Mi Rusia. La guerra o la paz. Traducción del alemán de Pablo Alejandro Arias Pérez. Editorial Impedimenta
Una pirámide de esclavos. Así define Rusia Mijaíl Shishkin, que ha pasado por Madrid para firmar libros en la Feria. Su libro es un conjunto de ensayos en los que huye del llamado «misterio del alma rusa» para explicar las razones históricas de un sistema tribal en el que prima la fuerza y el lenguaje de la violencia. El libro de Shishkin responde a aquella afirmación que leímos en Vasili Grossman: «la única experiencia que no ha tenido Rusia es la de la democracia». El autor vuelve a esa cuestión para dar explicaciones. Es inútil atender a las palabras en circulación en el discurso oficial ruso. Son todas falsas, mentiras aceptadas, que deben ser interpretadas de acuerdo con un código de simulación Ese es el único misterio a desentrañar: el laberinto de términos, la conspiración con las que las palabras ocultan la realidad.

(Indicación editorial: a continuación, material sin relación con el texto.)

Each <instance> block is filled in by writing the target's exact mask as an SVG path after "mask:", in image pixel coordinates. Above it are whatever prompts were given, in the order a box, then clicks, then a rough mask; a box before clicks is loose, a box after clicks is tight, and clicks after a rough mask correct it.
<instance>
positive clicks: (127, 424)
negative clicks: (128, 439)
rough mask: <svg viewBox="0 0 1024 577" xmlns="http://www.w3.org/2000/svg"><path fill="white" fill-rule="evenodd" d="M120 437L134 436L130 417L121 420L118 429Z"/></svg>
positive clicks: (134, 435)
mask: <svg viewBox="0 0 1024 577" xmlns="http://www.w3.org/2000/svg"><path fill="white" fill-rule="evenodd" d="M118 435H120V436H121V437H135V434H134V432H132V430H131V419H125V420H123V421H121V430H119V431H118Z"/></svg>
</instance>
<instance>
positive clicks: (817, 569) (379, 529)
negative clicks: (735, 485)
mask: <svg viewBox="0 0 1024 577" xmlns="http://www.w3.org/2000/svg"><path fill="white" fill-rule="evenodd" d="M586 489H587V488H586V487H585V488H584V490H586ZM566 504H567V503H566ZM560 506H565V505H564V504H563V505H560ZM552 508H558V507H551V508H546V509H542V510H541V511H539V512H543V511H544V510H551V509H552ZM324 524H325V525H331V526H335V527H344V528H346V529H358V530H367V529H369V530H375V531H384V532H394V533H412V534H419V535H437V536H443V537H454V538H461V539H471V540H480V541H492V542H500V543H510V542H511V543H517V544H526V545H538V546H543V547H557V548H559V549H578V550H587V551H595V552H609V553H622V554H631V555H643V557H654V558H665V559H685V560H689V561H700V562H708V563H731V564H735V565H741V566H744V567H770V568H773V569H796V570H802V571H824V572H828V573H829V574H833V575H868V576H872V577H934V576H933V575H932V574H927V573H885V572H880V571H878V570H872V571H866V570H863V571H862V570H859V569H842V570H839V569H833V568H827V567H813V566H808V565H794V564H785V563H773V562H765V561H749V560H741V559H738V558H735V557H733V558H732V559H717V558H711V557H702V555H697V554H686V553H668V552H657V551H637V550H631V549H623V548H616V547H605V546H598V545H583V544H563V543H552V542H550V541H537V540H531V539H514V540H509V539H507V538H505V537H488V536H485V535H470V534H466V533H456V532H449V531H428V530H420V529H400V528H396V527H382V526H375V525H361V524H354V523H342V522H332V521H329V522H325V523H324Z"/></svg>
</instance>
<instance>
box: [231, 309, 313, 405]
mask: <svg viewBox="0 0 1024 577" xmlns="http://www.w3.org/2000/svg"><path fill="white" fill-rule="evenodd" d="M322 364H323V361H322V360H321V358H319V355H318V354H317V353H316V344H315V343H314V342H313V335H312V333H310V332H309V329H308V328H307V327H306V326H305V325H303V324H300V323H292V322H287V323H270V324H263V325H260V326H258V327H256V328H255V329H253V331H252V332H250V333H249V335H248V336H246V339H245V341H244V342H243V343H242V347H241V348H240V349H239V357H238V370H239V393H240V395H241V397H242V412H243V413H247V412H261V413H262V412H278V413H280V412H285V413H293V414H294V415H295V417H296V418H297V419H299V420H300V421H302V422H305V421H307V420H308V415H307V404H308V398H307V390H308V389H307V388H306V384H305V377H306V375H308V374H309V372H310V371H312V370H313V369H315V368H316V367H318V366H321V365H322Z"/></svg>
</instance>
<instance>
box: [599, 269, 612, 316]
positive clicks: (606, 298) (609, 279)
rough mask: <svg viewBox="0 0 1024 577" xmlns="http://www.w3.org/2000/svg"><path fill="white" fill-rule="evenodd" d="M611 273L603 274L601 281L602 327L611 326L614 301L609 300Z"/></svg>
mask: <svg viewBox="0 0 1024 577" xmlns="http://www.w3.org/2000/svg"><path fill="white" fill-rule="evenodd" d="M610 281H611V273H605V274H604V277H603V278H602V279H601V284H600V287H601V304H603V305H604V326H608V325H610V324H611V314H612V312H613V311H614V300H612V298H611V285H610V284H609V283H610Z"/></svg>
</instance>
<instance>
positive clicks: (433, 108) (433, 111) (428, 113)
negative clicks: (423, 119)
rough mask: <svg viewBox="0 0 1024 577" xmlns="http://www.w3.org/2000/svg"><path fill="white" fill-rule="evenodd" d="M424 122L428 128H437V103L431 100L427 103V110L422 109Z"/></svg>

Shishkin establece el nacimiento de la forma de poder rusa en las conquistas de los mongoles en el siglo XIII, en el establecimiento del llamado ulus ruso, en el que regían las mismas reglas que en el resto del imperio oriental: el kan consideraba que los países esclavizados formaban parte de su propiedad, la ley fundamental del país era la ley del más fuerte.
A partir de ese momento, Rusia se situa al margen de las transformaciones de Occidente. Mientras Europa se ve estimulada por la Reforma protestante y por el Renacimiento, en Oriente crece in imperio militar que utiliza a su pueblo como ejército. Shishkin nos ilustra esta teoría con algunas divergencias culturales interesantes. Mientras Drácula es visto en Occidente como un sádico maníaco, la versión rusa dice que se trata ante todo «de un gobiernante ortodoxo que defiende la fe verdadera frente al enemigo musulmán y garantiza el orden absoluto en su país».
El zar se convierte, desde la Edad Media, en un poder de una fuerza absoluta, capaz de garantizar el orden y evitar el caos, al precio de entregarle la libertad y la voluntad. Los zares, aristocráticos o marxistas, serán examinados en función de su capacidad de utilizar la violencia y de ganar batallas. Si las ganan, como el añorado Stalin, son auténticos. Si las pierden, como Gorbachov, son falsos zares, y deben ser sustituidos de inmediato por otro mejor. Los intentos de reforma en la época de los últimos Romanov dieron lugar a a una división en el ulus de Moscú. Surgieron dos naciones: una que miraba a Occidente, la otra oriental. La primera fue descabezada y aplastada por el poder soviético. Hoy son dos millones los rusos que viven fuera de su país. Y los reformistas como Navalny son asesinados en la calle, o en prisión.
Las torres del Kremlin
Rusia es una prisión gobernada por un autócrata que representa el equilibrio entre las llamadas «torres del Kremlin», metáfora con la que los rusos se refieren a los diferentes clanes de poder que se reparten las riquezas del imperio. La guerra, la guerra permanente, es una forma de tener cohesionada a la población. Los medios de comunicación son tan solo la herramienta con la que se alecciona a los rusos sobre el enemigo europeo, el enemigo americano, o los riesgos de las costumbres occidentales que toleran la homosexualidad.
Putin llegó al poder como heredero de Yeltsin. Tuvo un primer desafío en la guerra de Chechenia. No dudó en utilizar el terrorismo para que los rusos le concedieran el poder absoluto de la guerra contra los chechenos. Hoy es Ucrania. Shishkin dibuja en el final de su libro dos futuros. Uno en el que la clase dirigente buscará pronto un relevo a Putin si pierde la guerra de Ucrania, un zar auténtico para seguir en la cúspide de la pirámide de esclavos. El otro futuro está lleno de fe. Dice Shishkin que es falso que Rusia sea incompatible con la democracia. Y tiene razón, pero una historia de 800 años es demasiado peso para sacudirse la certeza de que no hay otra forma de vivir que, «en la cocina de un ogro». En Rusia nadie quiere un poder débil, sino un tirano.